Somos ou não somos todos nós, voluntária ou involuntariamente, passageiros nessa nau de loucos? Eis a letra original de Jim Morrison, com a tradução logo abaixo:
The human race was dyin’ out No one left to scream and shout People walkin’ on the moon Smog will get you pretty soon
Everyone was hangin’ out Hangin’ up and hangin’ down Hangin’ in and holding fast Hope our little world will last
Yeah, along came Mr. Goodtrips Lookin’ for a new a ship Come on, people better climb on board Come on, baby, now we’re goin’ home
Ship of fools Ship of fools
The human race was dyin’ out No one left to scream and shout People walkin’ on the moon Smog will get you pretty soon
Ship of fools Ship of fools Ship of fools Ship of fools Ship of fools Ship of fools Ship of fools
A humanidade estava desaparecendo. Ninguém sobrou para gritar e urrar. Pessoas andam na lua. A poluição pegará vocês brevemente.

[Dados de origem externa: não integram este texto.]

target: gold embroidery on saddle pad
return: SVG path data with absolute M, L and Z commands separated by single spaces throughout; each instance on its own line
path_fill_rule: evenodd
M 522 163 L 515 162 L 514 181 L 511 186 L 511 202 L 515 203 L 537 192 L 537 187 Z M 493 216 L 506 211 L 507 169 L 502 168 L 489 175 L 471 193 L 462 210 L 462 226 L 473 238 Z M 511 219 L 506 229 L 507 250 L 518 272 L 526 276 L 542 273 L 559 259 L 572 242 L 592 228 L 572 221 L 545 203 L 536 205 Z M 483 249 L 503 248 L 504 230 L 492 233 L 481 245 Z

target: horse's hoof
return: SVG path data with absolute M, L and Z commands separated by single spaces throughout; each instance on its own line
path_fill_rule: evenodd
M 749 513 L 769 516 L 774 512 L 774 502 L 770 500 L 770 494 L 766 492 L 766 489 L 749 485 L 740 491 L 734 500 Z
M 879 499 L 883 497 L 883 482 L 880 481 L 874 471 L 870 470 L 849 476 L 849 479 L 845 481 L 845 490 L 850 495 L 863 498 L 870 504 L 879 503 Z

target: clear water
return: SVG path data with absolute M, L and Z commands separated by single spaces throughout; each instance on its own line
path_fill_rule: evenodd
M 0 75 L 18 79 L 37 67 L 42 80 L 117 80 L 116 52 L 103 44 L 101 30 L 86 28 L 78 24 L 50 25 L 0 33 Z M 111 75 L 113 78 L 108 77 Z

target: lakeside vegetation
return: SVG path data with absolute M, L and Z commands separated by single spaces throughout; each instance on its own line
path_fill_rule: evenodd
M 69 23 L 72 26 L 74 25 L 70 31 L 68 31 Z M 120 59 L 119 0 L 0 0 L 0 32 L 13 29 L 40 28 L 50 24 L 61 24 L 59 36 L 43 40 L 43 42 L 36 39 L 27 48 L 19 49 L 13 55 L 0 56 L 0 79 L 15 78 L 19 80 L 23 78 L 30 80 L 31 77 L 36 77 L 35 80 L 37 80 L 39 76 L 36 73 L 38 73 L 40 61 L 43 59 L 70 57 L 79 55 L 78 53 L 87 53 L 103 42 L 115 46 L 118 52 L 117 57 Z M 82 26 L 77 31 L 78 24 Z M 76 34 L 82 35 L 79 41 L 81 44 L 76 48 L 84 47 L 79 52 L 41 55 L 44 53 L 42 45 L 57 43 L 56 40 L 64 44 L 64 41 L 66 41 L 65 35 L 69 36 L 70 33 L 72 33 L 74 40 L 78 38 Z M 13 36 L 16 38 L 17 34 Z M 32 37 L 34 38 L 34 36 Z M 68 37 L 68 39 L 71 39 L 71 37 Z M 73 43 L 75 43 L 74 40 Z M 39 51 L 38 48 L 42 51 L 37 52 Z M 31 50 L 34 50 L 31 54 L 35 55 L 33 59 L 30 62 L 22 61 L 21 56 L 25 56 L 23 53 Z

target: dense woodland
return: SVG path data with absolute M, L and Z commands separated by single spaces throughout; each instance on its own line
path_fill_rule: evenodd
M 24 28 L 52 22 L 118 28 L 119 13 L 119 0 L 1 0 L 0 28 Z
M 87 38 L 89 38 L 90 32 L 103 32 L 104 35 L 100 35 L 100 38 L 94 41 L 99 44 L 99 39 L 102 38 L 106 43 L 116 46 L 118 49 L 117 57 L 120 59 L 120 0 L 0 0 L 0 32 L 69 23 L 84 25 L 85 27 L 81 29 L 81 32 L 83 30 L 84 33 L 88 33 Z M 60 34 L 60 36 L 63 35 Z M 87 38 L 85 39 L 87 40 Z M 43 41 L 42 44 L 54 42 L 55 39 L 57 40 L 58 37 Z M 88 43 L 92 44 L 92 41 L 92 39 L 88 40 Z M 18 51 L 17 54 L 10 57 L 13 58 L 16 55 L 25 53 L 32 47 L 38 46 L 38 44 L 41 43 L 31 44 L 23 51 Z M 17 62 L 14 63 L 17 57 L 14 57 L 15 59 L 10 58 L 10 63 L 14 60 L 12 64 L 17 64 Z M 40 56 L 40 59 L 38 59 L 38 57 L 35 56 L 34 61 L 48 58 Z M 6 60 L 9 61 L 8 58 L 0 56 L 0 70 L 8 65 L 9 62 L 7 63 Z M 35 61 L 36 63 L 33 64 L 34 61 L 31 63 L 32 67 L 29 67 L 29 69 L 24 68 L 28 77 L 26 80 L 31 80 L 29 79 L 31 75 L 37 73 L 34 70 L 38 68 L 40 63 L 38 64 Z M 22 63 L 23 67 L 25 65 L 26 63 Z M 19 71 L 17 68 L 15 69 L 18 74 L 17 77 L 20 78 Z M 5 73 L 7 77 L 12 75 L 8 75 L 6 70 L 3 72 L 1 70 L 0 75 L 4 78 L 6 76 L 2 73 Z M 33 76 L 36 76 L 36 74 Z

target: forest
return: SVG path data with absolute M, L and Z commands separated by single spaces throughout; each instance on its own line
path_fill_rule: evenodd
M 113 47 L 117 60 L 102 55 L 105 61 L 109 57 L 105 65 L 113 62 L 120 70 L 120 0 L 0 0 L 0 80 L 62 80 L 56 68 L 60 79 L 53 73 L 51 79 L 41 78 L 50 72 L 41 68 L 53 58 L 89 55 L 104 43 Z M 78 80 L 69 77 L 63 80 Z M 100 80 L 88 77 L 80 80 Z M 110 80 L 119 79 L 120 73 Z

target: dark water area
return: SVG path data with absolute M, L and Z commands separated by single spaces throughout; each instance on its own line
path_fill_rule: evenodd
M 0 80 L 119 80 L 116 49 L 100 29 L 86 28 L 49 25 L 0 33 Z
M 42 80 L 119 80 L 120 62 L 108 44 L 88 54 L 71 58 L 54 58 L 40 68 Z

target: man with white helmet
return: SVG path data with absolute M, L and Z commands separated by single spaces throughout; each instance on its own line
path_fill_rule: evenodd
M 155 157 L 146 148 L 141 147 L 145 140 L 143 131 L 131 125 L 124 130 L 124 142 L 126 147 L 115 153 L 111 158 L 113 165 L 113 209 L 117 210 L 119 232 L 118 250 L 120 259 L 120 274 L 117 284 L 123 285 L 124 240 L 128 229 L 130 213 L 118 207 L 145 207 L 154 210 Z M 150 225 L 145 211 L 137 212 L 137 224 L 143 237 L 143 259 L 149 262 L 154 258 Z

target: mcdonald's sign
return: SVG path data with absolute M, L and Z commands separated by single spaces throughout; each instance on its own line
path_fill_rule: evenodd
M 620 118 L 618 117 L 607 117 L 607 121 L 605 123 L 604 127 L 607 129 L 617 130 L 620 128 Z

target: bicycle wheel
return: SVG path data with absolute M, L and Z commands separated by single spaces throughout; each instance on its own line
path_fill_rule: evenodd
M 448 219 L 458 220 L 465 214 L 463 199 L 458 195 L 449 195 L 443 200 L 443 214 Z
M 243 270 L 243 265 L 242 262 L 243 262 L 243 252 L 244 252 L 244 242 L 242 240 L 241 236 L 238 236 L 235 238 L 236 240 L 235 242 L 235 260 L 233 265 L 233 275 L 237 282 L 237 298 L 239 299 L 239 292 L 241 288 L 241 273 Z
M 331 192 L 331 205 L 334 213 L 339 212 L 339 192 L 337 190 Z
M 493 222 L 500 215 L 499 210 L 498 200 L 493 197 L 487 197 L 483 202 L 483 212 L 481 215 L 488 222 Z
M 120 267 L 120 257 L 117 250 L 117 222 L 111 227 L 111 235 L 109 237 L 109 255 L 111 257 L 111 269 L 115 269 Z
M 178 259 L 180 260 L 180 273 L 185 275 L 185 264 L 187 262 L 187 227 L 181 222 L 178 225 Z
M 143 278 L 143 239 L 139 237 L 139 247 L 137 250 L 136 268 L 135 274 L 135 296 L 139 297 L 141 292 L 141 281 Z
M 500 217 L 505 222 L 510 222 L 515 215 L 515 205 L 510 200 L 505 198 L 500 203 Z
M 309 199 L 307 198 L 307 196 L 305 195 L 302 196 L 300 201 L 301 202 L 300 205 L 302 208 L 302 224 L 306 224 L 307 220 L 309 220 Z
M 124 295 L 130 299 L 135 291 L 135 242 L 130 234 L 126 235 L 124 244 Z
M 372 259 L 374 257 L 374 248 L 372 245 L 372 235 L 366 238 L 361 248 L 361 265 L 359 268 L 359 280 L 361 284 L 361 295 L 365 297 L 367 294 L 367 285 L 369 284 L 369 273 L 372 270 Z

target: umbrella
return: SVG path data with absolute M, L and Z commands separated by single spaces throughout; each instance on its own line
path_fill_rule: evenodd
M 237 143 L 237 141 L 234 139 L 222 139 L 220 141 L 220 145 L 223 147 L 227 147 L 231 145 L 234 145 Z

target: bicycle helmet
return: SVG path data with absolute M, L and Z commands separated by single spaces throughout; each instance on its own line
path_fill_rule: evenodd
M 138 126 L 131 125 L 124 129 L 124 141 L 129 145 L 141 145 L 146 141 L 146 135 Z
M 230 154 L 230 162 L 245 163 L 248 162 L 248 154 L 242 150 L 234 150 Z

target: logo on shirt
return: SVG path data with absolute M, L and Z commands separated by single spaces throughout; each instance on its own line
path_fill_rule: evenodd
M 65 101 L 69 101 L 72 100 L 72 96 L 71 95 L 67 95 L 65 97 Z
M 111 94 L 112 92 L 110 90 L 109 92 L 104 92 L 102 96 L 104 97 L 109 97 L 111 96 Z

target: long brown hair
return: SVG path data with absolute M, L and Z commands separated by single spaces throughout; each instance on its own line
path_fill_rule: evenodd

Todos estavam dando um tempo. Desconectando e dependurados. Se apoiando e segurando firme. Esperando que nosso pequeno mundo sobrevivesse.
Sim, adiante veio o Sr. Boas-viagens. Procurando um navio novo. Vamos lá, pessoal, é melhor subir a bordo. Vamos nessa, baby, agora estamos indo pra casa. Nau dos insensatos. Nau dos insensatos.
A humanidade estava desaparecendo. Ninguém sobrou para gritar e urrar. Pessoas andam na lua. A poluição pegará vocês brevemente.
Nau dos insensatos. Nau dos insensatos. Nau dos insensatos. Nau dos insensatos. Nau dos insensatos. Nau dos insensatos. Nau dos insensatos.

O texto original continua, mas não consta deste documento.